By John R. Lott Jr.
If it wasn't for Michael Bloomberg's billions, there wouldn't be much of a gun-control movement.
This year, Bloomberg got a background check initiative onto the ballots of Maine and Nevada. He lost in Maine by 4 percent, and won in Nevada by just 0.8 percent. Now, Nevadans won't be able to privately transfer their firearms without going through a background check.
Bloomberg's initiative only eked out the win in Nevada because of the $20 million spent to support it, amounting to an incredible $35.30 per vote. He outspent his opponents by a factor of three - in Maine, by a factor of six. Bloomberg was responsible for more than 90 percent of the money going to support these ballot measures.
Of course, this doesn't count all of the studies that Bloomberg has funded to justify the initiatives. And he gives $50 million a year to Everytown for Gun Safety to push for regulations - 21/2 times the amount spent by the National Rifle Association on political activities. Gun-control advocates also receive a lot of free, favorable news coverage.
In short, to get close to earning even 50 percent of the vote, gun-control advocates have had to massively outspend their opponents. And sometimes they still fall short.
So much for the continually repeated claim that 80 to 90 percent of Americans favor background checks on private transfers of guns. If this were true, these initiatives would pass in landslides.
Funding also goes to candidates. From 2013 to 2016, Bloomberg donated a total of $48 million to candidates running for federal office. The NRA contributed a measly $2.1 million.
It is hard to keep track of donations for state and local races across the country, but Bloomberg has clearly devoted resources that the NRA can't even dream of. In 2015, Bloomberg spent $2.2 million on just two Virginia state Senate races. That is vastly more than the NRA was able to spend on any race for the U.S. Congress. In 2014, Bloomberg spent $150,000 in an unsuccessful attempt to unseat Milwaukee Sheriff David Clarke, an outspoken opponent of gun control. This is more than Clarke and his opponent spent on their own campaigns.

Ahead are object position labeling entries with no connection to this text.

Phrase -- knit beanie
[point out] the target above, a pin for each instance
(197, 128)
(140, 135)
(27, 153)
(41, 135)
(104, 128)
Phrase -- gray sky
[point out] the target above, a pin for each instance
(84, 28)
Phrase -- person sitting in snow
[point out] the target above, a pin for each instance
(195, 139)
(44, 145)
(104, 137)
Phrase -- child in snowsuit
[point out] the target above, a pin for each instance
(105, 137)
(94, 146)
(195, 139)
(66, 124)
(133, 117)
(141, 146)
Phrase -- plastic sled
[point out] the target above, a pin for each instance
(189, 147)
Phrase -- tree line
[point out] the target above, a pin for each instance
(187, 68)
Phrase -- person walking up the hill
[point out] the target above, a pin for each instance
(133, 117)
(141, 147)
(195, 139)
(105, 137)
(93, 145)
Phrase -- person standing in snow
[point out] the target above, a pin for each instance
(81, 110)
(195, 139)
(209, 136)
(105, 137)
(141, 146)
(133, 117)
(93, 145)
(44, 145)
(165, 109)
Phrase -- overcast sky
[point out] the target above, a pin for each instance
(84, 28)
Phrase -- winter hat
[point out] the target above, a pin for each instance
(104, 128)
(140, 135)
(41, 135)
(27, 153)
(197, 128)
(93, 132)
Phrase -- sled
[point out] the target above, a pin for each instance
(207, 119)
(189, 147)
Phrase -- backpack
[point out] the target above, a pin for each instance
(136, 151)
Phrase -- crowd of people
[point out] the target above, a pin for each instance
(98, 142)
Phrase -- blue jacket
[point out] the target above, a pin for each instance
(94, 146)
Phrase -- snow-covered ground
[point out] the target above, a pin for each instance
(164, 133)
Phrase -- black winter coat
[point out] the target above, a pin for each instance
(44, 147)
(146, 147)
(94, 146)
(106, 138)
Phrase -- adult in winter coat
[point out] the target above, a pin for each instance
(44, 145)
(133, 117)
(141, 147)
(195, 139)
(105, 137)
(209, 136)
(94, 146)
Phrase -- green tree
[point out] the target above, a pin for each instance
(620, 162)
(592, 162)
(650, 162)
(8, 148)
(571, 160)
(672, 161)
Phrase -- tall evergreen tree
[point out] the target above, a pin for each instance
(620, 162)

In Minnesota this year, Bloomberg spent what the local media describes as "loads of money" to give Democrats control of the state House so that they could push for background checks on private transfers. Instead, Republicans actually picked up a seat.
Research funding is even more lopsided. Here Bloomberg is joined by fellow billionaire George Soros, a couple dozen large health-care foundations, and even the Obama-led federal government. Together, they have poured hundreds of millions of dollars into funding gun-control research that supports their positions. Newly released Bloomberg studies garner massive, uncritical news coverage. NRA-funded research would be scoffed at, which is why the NRA doesn't even try to fund opposing studies.
Bloomberg is trying to influence the debate in still other ways. He has worked with the Columbia University Journalism School to instruct reporters on how to properly cover the gun-control issue. Of course, Columbia would never work with the NRA to create a similar program.
With a net worth of $43 billion, Bloomberg can afford round-the-clock, armed bodyguards. But he doesn't appreciate the need of others for armed protection.
And concealed handgun permit holders don't just protect themselves - they protect their fellow citizens. In my new book, The War on Guns, I point to many dramatic cases where mass public shootings were stopped before they could cause mass casualties. These stories barely received local news coverage.
In addition, our political leaders have also been responsible for promoting all kinds of false narratives. President Obama and Hillary Clinton have claimed that the United States is unique with respect to mass public shootings. And they have gone unchallenged when extolling the supposed benefits of background checks on private transfers. As I have shown in my new book, neither of these claims is true.
If it's correct, as gun-control proponents often claim, that political leaders don't have the courage to stand up to the gun lobby because of its massive resources, then it seems fair to ask how lawmakers and voters are apparently able to withstand the dramatically greater resources of Michael Bloomberg and his fellow advocates. How can Bloomberg spend so much and have so little to show for it? And will support for his issue drop among Democrats after Clinton's defeat?
Bloomberg may have the money, but the NRA is powerful because it has 5 million members and enjoys a high approval rating of 58 percent. These are things that money can't simply buy.